CNTK v2.5 Release Notes

Highlights of this release

  • Change profiler details output format.
  • Enable per-node timing.
  • CPU inference performance improvements using MKL.
  • 1BitSGD incorporated into CNTK.
  • New loss function.
  • Distributed Training with Mulitple Learners.
  • More OPs.
  • Bug fixes and updates for ONNX.

Change profiler details output format to be chrome://tracing

Enable per-node timing. Working example here

  • per-node timing creates items in profiler details when profiler is enabled.
  • usage in Python:
import cntk as C
C.debugging.debug.set_node_timing(True)
C.debugging.start_profiler() # optional
C.debugging.enable_profiler() # optional
#<trainer|evaluator|function> executions
<trainer|evaluator|function>.print_node_timing()
C.debugging.stop_profiler()

CPU inference performance improvements using MKL

  • Accelerates some common tensor ops in Intel CPU inference for float32, especially for fully connected networks
  • Can be turned on/off by cntk.cntk_py.enable_cpueval_optimization()/cntk.cntk_py.disable_cpueval_optimization()

1BitSGD incorporated into CNTK

  • 1BitSGD source code is now available with CNTK license (MIT license) under Source/1BitSGD/
  • 1bitsgd build target was merged into existing gpu target

New loss function: hierarchical softmax (Thanks @yaochengji for the contribution!)

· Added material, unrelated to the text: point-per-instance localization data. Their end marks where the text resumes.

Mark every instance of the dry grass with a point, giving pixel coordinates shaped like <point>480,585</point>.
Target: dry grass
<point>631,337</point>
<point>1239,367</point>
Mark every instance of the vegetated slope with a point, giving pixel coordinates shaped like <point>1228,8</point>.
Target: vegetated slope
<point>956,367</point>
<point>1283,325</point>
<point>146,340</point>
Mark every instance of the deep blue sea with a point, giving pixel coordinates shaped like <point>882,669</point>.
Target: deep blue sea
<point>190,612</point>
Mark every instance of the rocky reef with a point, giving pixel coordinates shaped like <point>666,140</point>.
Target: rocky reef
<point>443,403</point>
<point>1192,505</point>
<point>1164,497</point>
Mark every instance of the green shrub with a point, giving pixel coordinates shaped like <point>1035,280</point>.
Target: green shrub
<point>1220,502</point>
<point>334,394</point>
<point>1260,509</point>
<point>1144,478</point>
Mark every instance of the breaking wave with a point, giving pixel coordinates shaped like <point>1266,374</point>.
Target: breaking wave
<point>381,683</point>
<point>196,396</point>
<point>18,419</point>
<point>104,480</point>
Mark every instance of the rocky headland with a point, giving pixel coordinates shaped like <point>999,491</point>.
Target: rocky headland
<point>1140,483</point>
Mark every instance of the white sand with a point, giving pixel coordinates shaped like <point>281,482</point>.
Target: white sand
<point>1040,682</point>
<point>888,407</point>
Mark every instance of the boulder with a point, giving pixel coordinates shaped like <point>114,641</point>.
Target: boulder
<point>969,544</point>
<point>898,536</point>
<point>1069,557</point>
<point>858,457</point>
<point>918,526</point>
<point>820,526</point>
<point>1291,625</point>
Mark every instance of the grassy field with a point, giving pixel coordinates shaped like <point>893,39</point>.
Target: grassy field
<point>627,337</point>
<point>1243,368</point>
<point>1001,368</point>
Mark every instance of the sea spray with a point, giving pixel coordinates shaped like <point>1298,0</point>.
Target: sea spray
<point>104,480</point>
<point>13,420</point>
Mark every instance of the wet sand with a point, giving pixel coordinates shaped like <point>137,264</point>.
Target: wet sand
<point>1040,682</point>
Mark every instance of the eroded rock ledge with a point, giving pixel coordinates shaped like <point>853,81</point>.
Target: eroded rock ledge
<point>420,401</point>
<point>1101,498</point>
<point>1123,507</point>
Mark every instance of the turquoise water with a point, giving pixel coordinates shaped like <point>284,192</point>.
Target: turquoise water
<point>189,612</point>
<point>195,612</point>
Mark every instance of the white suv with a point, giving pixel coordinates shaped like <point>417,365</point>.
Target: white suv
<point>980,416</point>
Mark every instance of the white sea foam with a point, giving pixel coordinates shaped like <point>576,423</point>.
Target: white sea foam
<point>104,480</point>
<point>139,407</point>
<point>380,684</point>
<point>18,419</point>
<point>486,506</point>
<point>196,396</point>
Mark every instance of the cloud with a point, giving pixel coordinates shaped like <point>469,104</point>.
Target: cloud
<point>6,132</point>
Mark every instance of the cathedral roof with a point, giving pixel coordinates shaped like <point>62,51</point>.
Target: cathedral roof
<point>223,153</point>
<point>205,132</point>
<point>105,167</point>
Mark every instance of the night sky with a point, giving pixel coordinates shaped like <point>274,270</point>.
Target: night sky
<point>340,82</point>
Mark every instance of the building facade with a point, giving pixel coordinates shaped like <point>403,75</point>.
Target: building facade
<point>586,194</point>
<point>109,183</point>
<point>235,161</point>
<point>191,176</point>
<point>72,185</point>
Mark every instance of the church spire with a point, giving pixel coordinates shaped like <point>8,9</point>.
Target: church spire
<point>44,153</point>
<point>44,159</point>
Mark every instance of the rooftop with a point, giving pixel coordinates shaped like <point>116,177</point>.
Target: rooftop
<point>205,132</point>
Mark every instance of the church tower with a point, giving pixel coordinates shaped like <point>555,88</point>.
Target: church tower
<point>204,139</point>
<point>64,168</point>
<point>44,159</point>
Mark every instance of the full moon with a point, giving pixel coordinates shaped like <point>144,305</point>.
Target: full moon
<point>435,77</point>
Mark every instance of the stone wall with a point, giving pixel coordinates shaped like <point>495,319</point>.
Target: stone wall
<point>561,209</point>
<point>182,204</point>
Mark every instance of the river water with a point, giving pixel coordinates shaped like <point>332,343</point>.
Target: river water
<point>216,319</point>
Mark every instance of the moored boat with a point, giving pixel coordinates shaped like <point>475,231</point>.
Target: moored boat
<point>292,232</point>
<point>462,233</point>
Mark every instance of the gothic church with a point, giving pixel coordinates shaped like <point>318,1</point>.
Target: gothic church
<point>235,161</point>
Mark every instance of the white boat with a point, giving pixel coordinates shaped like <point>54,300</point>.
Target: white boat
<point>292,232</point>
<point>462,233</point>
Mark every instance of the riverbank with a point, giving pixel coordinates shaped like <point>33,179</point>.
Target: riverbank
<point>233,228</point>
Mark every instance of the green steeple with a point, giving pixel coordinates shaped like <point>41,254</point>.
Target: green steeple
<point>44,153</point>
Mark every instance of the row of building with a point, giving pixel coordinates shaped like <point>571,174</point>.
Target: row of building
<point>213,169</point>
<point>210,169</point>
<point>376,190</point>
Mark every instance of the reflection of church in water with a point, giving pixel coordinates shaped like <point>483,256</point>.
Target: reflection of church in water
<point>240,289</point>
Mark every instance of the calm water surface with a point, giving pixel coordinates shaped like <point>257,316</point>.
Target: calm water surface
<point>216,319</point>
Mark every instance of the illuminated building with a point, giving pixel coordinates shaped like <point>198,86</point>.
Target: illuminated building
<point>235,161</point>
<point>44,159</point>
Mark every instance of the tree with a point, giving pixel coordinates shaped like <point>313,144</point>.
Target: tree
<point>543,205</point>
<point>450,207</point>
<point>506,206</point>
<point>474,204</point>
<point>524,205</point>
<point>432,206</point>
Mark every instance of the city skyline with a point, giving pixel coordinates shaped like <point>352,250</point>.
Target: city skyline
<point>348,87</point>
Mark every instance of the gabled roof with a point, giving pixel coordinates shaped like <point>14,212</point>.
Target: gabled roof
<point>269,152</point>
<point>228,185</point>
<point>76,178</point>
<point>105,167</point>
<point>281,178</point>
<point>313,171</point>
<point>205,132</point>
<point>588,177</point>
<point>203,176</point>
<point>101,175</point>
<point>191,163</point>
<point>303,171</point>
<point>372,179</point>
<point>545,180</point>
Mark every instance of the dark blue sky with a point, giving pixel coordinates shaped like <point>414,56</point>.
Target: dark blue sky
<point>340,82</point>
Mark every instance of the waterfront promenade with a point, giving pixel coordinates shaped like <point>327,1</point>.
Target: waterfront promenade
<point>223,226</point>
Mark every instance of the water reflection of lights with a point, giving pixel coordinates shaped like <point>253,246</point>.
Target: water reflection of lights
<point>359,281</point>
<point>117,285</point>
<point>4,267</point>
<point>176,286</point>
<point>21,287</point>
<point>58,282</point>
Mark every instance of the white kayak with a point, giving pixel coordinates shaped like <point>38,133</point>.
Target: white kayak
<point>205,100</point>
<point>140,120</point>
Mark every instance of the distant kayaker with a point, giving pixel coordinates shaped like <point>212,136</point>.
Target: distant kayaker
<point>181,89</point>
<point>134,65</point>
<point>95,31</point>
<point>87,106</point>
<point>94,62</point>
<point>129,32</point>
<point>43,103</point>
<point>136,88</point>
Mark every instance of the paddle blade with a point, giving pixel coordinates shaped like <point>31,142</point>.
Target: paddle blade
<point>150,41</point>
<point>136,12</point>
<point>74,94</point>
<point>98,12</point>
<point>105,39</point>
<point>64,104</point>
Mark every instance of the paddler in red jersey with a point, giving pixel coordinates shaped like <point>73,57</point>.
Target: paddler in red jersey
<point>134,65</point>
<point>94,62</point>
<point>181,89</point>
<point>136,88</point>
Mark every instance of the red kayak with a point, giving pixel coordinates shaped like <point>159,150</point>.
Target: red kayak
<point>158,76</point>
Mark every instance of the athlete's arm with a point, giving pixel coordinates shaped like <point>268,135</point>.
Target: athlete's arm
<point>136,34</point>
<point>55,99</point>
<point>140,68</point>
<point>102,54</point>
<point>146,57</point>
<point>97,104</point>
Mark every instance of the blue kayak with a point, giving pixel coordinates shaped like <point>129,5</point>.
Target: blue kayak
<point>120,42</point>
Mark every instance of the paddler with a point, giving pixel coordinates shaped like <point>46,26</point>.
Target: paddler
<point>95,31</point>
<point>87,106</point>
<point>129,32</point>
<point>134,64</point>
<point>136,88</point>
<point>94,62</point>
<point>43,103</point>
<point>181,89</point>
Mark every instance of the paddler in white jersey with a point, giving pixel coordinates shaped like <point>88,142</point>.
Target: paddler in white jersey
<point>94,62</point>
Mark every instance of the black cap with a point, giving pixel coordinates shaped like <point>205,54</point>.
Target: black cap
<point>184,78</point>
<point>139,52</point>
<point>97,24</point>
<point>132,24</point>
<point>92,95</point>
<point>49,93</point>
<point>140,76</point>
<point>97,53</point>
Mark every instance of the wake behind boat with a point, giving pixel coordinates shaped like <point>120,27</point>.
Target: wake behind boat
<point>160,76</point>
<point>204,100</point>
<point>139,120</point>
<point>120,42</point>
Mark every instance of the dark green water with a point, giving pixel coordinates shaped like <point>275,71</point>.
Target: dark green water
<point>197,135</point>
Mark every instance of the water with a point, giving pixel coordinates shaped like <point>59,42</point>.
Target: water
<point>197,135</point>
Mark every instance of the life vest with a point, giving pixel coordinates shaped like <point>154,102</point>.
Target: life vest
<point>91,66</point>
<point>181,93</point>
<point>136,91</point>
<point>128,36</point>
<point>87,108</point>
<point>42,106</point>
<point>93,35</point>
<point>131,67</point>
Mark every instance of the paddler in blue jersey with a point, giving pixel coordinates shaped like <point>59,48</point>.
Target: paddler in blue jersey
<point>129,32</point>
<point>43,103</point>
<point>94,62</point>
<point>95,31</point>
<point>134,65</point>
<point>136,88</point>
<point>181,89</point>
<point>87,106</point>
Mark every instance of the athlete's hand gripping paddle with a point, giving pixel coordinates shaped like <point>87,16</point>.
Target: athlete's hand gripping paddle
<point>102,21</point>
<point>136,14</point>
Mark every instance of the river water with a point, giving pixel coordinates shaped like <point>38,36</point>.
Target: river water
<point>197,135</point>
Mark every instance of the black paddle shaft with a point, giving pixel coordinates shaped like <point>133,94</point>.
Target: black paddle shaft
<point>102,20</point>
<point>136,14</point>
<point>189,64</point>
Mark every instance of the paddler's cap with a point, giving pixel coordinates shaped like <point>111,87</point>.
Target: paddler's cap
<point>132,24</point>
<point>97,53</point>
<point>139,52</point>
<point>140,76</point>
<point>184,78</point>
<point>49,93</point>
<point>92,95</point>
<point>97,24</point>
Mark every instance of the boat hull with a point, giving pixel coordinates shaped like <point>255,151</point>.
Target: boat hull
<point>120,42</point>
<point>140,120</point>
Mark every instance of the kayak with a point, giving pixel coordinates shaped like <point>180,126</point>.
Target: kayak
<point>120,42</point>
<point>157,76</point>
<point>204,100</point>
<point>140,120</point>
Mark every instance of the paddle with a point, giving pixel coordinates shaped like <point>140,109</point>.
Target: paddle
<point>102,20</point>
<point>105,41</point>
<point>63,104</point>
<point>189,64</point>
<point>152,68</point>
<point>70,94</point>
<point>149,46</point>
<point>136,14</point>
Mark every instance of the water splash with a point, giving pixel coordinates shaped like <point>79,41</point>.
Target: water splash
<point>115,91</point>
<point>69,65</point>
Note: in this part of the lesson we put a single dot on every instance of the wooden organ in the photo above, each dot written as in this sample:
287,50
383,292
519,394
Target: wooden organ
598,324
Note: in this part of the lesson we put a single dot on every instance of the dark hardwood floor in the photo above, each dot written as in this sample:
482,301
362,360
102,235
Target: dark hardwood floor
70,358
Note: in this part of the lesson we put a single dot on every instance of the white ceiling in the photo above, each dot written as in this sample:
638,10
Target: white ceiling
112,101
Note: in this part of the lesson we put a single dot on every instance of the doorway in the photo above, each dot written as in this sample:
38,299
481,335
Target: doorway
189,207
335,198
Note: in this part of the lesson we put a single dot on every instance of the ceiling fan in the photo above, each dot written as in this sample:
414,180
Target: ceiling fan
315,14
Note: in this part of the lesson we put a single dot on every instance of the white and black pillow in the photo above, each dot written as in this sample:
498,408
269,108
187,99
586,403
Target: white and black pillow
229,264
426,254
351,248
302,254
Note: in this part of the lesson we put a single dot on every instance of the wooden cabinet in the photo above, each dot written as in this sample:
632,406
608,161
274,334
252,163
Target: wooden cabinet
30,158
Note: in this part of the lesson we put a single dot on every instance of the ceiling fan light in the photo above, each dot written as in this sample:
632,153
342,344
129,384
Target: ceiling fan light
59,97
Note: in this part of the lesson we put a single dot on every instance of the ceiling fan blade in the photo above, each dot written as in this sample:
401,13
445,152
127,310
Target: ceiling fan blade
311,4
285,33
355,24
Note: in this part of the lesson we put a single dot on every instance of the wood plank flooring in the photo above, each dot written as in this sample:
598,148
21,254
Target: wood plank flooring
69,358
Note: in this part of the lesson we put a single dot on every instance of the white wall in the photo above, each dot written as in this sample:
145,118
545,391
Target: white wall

Distributed Training with Mulitple Learners

  • Trainer now accepts multiple parameter learners for distributed training. With this change, different parameters of a network can be learned by different learners in a single training session. This also facilitates distributed training for GANs. For more information, please refer to the Basic_GAN_Distributed.py and the cntk.learners.distributed_multi_learner_test.py

Operators

  • Added MeanVarianceNormalization operator.

Bug fixes

  • Fixed convergence issue in Tutorial 201B
  • Fixed pooling/unpooling to support free dimension for sequences
  • Fixed crash in CNTKBinaryFormat deserializer when crossing sweep boundary
  • Fixed shape inference bug in RNN step function for scalar broadcasting
  • Fixed a build bug when mpi=no
  • Improved distributed training aggregation speed by increasing packing threshold, and expose the knob in V2
  • Fixed a memory leak in MKL layout
  • Fixed a bug in cntk.convert API in misc.converter.py, which prevents converting complex networks.

ONNX

Updates

  • CNTK exported ONNX models are now ONNX.checker compliant.
  • Added ONNX support for CNTK’s OptimizedRNNStack operator (LSTM only).
  • Added support for LSTM and GRU operators
  • Added support for experimental ONNX op MeanVarianceNormalization.
  • Added support for experimental ONNX op Identity.
  • Added support for exporting CNTK’s LayerNormalization layer using ONNX MeanVarianceNormalization op.

Bug or minor fixes:

  • Axis attribute is optional in CNTK’s ONNX Concat operator.
  • Bug fix in ONNX broadcasting for scalars.
  • Bug fix in ONNX ConvTranspose operator.
  • Backward compatibility bug fix in LeakyReLu (argument ‘alpha’ reverted to type double).

Misc

  • Added a new API find_by_uid() under cntk.logging.graph.